Brazil’s central bank provided a lifeline to small-sized lenders facing a funding squeeze amid Europe’s deepening debt crisis by encouraging bigger rivals to purchase some of their assets.
Under new rules announced yesterday by the monetary authority banks will be allowed to use part of their reserve requirements to purchase credit portfolios and longer-term bonds known as letras financeiras from banks whose capital doesn’t exceed 2.2 billion reais ($1.2 billion). If they don’t, they’ll be punished by losing 11 percent interest payments on some of the funds they’re required to deposit at the central bank.
“The measure is positive and helps increase the volume of credit in the Brazilian economy because middle-sized banks have a capacity to generate credit that bigger ones don’t,” said Ricardo Gelbaum, executive financial director for Banco BMG SA, which in June reported 2.1 billion reais of equity.
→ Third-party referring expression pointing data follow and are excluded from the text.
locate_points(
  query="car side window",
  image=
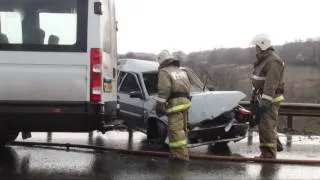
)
(120, 77)
(129, 84)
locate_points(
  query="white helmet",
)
(262, 40)
(164, 55)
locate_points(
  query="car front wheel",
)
(7, 137)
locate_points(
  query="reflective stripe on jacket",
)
(178, 144)
(173, 80)
(267, 77)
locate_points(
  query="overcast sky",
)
(192, 25)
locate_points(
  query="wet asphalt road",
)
(18, 162)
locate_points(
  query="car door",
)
(131, 100)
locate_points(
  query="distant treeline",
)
(294, 53)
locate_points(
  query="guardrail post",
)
(250, 137)
(49, 137)
(90, 138)
(290, 123)
(289, 140)
(130, 139)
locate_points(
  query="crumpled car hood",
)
(211, 104)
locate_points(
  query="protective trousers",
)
(268, 131)
(177, 132)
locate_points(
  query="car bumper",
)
(217, 134)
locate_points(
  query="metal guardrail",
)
(294, 109)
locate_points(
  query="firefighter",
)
(173, 101)
(268, 89)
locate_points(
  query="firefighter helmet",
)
(164, 55)
(262, 40)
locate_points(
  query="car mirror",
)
(136, 94)
(210, 87)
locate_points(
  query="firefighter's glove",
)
(160, 109)
(263, 106)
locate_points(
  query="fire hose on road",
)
(195, 156)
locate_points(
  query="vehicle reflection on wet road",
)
(19, 162)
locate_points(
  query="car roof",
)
(137, 65)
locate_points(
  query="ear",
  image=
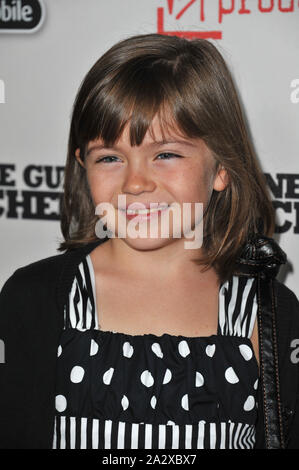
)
(78, 158)
(222, 179)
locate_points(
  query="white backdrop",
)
(40, 73)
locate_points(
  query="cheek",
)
(193, 184)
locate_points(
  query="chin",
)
(146, 244)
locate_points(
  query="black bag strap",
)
(261, 258)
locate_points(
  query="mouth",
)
(144, 214)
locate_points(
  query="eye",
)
(169, 155)
(103, 159)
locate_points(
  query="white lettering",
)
(15, 12)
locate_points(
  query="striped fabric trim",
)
(237, 303)
(237, 307)
(90, 433)
(80, 309)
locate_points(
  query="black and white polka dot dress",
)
(120, 391)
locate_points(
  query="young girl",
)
(125, 342)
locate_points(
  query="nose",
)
(138, 180)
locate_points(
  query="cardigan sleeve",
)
(30, 327)
(12, 300)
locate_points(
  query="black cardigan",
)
(31, 322)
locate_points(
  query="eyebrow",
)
(153, 144)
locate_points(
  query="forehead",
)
(159, 132)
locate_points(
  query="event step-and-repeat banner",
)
(46, 48)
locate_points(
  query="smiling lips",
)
(144, 213)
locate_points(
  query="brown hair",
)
(151, 74)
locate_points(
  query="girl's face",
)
(177, 170)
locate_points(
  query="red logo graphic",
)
(186, 34)
(222, 8)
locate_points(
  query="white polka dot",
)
(231, 376)
(147, 378)
(249, 403)
(127, 349)
(167, 377)
(199, 380)
(77, 374)
(184, 348)
(185, 402)
(124, 402)
(210, 350)
(245, 351)
(156, 348)
(153, 402)
(108, 376)
(60, 403)
(94, 347)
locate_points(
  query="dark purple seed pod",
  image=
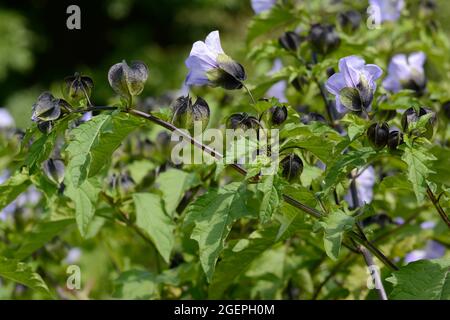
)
(349, 20)
(412, 115)
(378, 134)
(394, 140)
(299, 83)
(77, 87)
(279, 115)
(292, 167)
(324, 38)
(186, 114)
(312, 116)
(446, 109)
(45, 126)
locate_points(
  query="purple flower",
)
(354, 84)
(278, 89)
(389, 10)
(406, 72)
(364, 186)
(262, 5)
(209, 65)
(433, 250)
(6, 120)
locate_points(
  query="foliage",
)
(100, 186)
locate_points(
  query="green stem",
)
(438, 207)
(249, 93)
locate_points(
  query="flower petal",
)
(212, 41)
(350, 67)
(392, 84)
(417, 60)
(203, 53)
(262, 5)
(335, 83)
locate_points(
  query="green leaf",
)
(154, 222)
(21, 273)
(344, 164)
(269, 194)
(43, 233)
(213, 215)
(334, 226)
(92, 144)
(422, 280)
(238, 258)
(85, 198)
(13, 187)
(173, 184)
(393, 183)
(418, 160)
(350, 99)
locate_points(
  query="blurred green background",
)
(37, 50)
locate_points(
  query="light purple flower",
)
(364, 187)
(406, 72)
(433, 250)
(354, 84)
(278, 89)
(209, 65)
(6, 120)
(388, 10)
(262, 5)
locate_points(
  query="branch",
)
(217, 155)
(374, 272)
(438, 207)
(309, 210)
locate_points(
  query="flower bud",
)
(324, 38)
(242, 121)
(77, 88)
(185, 114)
(427, 7)
(47, 108)
(229, 74)
(411, 115)
(330, 72)
(312, 116)
(128, 81)
(54, 169)
(378, 134)
(299, 83)
(45, 126)
(292, 167)
(279, 115)
(349, 20)
(446, 109)
(290, 41)
(386, 115)
(395, 139)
The shift in reserve rules are the latest attempt by policy makers to prop up smaller banks that have been under scrutiny since Brazil’s deposit fund stepped in to facilitate the 2010 bailout of Banco Panamericano SA. It also comes as President Dilma Rousseff’s administration is trying to expand credit to reignite economic growth that stalled in the third quarter.
Starting Feb. 24, the central bank will no longer pay interest on 27 percent of funds that banks are required to hold at the monetary authority as reserve requirements for time deposits. That threshold will rise to 36 percent starting April 27. Currently reserve requirements on time deposits are paid the country’s benchmark rate, which stands at 11 percent.
Authorities have boosted efforts in the past year to promote consolidation in Brazil’s banking industry as overleveraged, smaller lenders lose access to overseas funding at the same time they’re preparing to adhere to tougher, new accounting standards.
In April, the nation’s guarantee deposit bank, known as the FGC, funded the acquisition of Banco Schahin SA by Banco BMG SA, a lender focused on payroll-deductible loans. In October, the central bank then ordered the liquidation of Banco Morada SA.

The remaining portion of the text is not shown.